CHAPTER XI.
PROGRESS IN THE EIGHTEENTH CENTURY.

The general appearance of the chief Lancashire towns in the early part of the eighteenth century has been graphically described by a lady who rode through England on horseback;[223] and from this source we take our descriptions of Manchester, Liverpool, Lancaster, Wigan, Preston, and Rochdale.

Manchester consisted of not very lofty, but substantially built houses, mostly of brick and stone, the older houses being of wood; from the churchyard you could see the whole of the town. The market–place was large, and took up the length of two streets, when it was kept for the sale of the “linnen–cloth and cottontickens,” which were the chief manufactures of the place.

Liverpool was also mostly of brick and stone, but the houses were “high and even that a streete quite through looked very handsome”; in fact, the fair equestrienne describes it as “London in miniature,” and was much struck with its Exchange, standing on eight pillars, and over it “a very handsome Town–hall,” from the tower of which you could see the whole country round. Lancaster was “old and much decayed,” and some of the carved stones and figures belonging to the dissolved priory were still to be seen. The town was not much given to trade, though within it various trades were carried on; some of the streets were “well pitch’d and of good size.” Preston was a very good market–town, leather, corn, coals, butter, cheese, and garden produce being exposed for sale. At the entrance to the town was a lawyer’s house, all of stone, with fine windows in the front, and “high built, according to ye eastern buildings near London; on each side of it were neatly kept gardens.

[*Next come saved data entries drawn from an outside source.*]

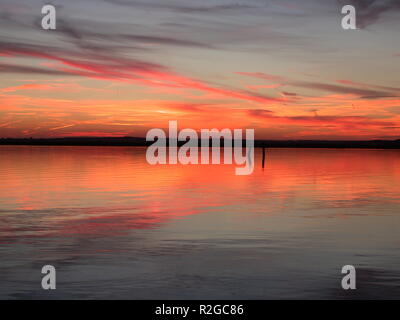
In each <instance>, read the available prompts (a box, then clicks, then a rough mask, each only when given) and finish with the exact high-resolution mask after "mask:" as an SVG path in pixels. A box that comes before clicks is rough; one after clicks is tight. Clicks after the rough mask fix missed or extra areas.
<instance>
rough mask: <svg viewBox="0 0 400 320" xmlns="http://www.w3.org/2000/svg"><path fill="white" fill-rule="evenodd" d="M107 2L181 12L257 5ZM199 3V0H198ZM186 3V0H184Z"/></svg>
mask: <svg viewBox="0 0 400 320" xmlns="http://www.w3.org/2000/svg"><path fill="white" fill-rule="evenodd" d="M104 1H106V2H108V3H112V4H117V5H121V6H129V7H134V8H144V9H156V10H169V11H174V12H181V13H221V12H226V11H242V10H243V9H252V8H257V7H259V6H255V5H249V4H248V3H246V2H242V3H230V4H220V5H197V6H190V5H187V4H183V3H185V2H183V3H182V4H178V3H177V2H175V3H171V2H170V3H167V1H135V0H133V1H129V0H104ZM198 2H199V3H201V1H198ZM186 3H187V1H186Z"/></svg>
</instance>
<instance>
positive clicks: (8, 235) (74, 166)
mask: <svg viewBox="0 0 400 320" xmlns="http://www.w3.org/2000/svg"><path fill="white" fill-rule="evenodd" d="M145 152H146V149H145V148H140V147H64V146H54V147H47V146H0V172H1V173H0V177H1V184H0V259H1V260H0V298H2V299H117V298H118V299H297V298H301V299H359V298H364V299H383V298H398V297H400V250H399V249H400V232H399V227H400V210H399V209H400V200H399V191H400V151H399V150H357V149H268V150H267V154H266V164H265V168H262V167H261V150H260V149H256V152H255V153H256V154H255V156H256V158H255V164H256V165H255V169H254V172H253V174H252V175H249V176H236V175H235V173H234V168H235V167H236V165H188V166H184V165H156V166H151V165H149V164H148V163H147V162H146V158H145ZM47 264H50V265H53V266H54V267H55V268H56V270H57V289H56V290H50V291H45V290H43V289H42V288H41V279H42V276H43V275H42V274H41V268H42V267H43V266H44V265H47ZM344 265H353V266H355V267H356V270H357V290H348V291H345V290H343V289H342V287H341V280H342V277H343V276H344V275H342V274H341V269H342V267H343V266H344Z"/></svg>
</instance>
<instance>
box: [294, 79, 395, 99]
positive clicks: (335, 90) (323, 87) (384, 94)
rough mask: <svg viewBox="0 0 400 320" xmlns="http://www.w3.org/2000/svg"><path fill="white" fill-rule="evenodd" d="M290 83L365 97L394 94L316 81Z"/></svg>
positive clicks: (373, 90) (387, 92)
mask: <svg viewBox="0 0 400 320" xmlns="http://www.w3.org/2000/svg"><path fill="white" fill-rule="evenodd" d="M290 85H291V86H295V87H302V88H309V89H317V90H322V91H329V92H335V93H344V94H355V95H359V96H361V97H362V98H365V99H378V98H382V97H393V96H395V95H393V94H388V92H386V91H378V90H370V89H363V88H356V87H352V86H340V85H335V84H325V83H318V82H291V83H290Z"/></svg>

There were in some parts of the town some more of these handsome houses, and the streets were spacious and well pitch’d.” Wigan is described as another “pretty market town, built of stone and brick,” and as being the place where the “fine channell coales” are in perfection, and the writer adds, “Set the coales together with some fire, and it shall give a snap and burn up light.” The Wigan people at this time were in the habit of making salt–cellars, stand–dishes, and small boxes out of cannel, and these were sent to London as curiosities.

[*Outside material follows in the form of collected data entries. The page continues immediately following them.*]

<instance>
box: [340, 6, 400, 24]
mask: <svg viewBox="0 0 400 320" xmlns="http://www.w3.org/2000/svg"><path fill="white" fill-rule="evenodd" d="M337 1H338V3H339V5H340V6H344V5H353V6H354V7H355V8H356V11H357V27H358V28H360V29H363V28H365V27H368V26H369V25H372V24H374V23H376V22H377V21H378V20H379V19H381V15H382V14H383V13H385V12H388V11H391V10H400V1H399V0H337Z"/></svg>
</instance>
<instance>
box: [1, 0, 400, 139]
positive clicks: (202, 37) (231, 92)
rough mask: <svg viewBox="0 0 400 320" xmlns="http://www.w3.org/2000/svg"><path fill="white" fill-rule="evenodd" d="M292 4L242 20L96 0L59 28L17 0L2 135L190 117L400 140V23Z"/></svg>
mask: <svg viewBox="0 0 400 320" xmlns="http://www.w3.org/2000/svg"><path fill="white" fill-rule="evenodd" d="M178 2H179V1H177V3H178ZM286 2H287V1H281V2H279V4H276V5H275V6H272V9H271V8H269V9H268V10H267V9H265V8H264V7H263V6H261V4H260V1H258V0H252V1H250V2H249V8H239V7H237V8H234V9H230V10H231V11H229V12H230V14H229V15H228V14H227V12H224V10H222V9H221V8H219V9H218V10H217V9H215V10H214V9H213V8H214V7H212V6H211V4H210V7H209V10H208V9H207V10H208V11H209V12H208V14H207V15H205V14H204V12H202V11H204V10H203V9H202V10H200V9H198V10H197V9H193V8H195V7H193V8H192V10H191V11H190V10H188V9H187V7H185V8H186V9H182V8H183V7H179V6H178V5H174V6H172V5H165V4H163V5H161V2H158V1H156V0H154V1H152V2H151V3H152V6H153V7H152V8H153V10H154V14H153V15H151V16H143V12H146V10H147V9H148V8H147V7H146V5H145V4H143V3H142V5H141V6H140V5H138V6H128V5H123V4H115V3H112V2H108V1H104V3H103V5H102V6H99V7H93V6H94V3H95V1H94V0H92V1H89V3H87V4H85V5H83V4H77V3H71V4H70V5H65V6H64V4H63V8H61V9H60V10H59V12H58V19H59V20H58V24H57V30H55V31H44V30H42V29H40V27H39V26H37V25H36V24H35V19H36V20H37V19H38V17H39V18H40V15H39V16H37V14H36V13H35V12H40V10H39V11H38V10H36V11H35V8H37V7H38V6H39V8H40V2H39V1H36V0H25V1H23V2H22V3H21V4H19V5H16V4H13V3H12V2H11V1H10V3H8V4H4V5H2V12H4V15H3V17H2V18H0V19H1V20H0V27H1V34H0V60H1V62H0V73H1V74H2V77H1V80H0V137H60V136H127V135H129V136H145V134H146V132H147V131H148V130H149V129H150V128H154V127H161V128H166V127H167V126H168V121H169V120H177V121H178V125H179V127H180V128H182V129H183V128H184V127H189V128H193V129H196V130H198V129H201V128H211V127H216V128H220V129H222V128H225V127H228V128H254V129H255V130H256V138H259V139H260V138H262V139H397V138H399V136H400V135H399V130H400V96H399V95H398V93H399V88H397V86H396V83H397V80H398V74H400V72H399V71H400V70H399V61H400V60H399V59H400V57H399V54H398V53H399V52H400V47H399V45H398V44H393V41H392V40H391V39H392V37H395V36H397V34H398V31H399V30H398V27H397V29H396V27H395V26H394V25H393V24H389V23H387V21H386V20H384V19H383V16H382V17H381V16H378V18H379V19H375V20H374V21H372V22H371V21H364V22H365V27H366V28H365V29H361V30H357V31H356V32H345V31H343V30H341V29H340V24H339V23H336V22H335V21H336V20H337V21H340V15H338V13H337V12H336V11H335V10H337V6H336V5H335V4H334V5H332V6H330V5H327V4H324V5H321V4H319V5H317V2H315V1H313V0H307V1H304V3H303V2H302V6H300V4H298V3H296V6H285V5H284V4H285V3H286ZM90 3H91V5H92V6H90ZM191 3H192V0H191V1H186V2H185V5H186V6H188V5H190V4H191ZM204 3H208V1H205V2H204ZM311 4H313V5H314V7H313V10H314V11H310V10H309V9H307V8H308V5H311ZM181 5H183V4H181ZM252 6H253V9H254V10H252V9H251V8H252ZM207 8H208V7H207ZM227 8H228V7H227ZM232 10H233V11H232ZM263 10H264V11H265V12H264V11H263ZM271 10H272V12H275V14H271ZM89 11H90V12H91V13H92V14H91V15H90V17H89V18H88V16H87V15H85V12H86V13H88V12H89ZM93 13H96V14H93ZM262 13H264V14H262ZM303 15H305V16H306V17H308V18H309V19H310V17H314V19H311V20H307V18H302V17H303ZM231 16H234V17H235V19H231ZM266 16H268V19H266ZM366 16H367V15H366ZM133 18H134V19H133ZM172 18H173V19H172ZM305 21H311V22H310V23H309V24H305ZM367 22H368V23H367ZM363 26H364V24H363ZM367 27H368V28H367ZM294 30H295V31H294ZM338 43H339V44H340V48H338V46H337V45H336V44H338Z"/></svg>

Rochdale is described as a “pretty neate towne, built all of stone.” The ride over Blackstone Edge is well described; the author mentions it as “noted all over England,” and, after referring to the ascent from the Yorkshire side, says, “Here I entred Lancashire; the mist began to lessen, and as I descended on this side ye fogg more and more went off, and a little raine fell, though at a little distance in our view the sun shone on ye vale, wᶜʰ indeed is of a large extent here, and ye advantage of soe high a hill, wᶜʰ is at least 2 mile up, discovers the grounds beneath as a fruitfull valley full of inclosures and cut hedges and trees. That wᶜʰ adds to the formidableness of Blackstone Edge is that on ye one hand you have a vast precipice almost the whole way one ascends and descends, and in some places ye precipice is on either hand.”

Of the state of the roads in Lancashire this writer has somewhat to say; her ride from Wigan to Preston, though only twelve miles, took her four hours; and she adds, “I could have gone 20 miles in most countrys” in the same time; but she found one good thing in the county roads, which was, that at cross–roads there were posts with “hands pointing to each road, wᵗʰ ye names of ye great towns on.” Daniel Defoe, passing over Blackstone Edge in 1724, complains that the road was “very frightful narrow and deep, with a hollow precipice on the right,” and that after he had gone a short distance this hollow got deeper and deeper, and, though they led the horses, they found it “very troublesome and dangerous.” Yet this was the direct and only road to Yorkshire from the Rochdale valley. The turnpike system,[224] before the advent of the nineteenth century, had not been adopted in any part of Lancashire, but, with the commencement of the new industries and commercial enterprises of the period, it soon became apparent that the old “pack and prime”[225] ways were no longer adequate to carry on the business which had now to be done. Some of these old roads were little better than footpaths, which the repeated tread of long strings of pack–horses had worn deep into the soil, so that in rainy weather they served at once as roads and water–courses, and these were often crossed by rivers, which at flood–times were both deep and rapid, and a constant source of danger to travellers and their goods.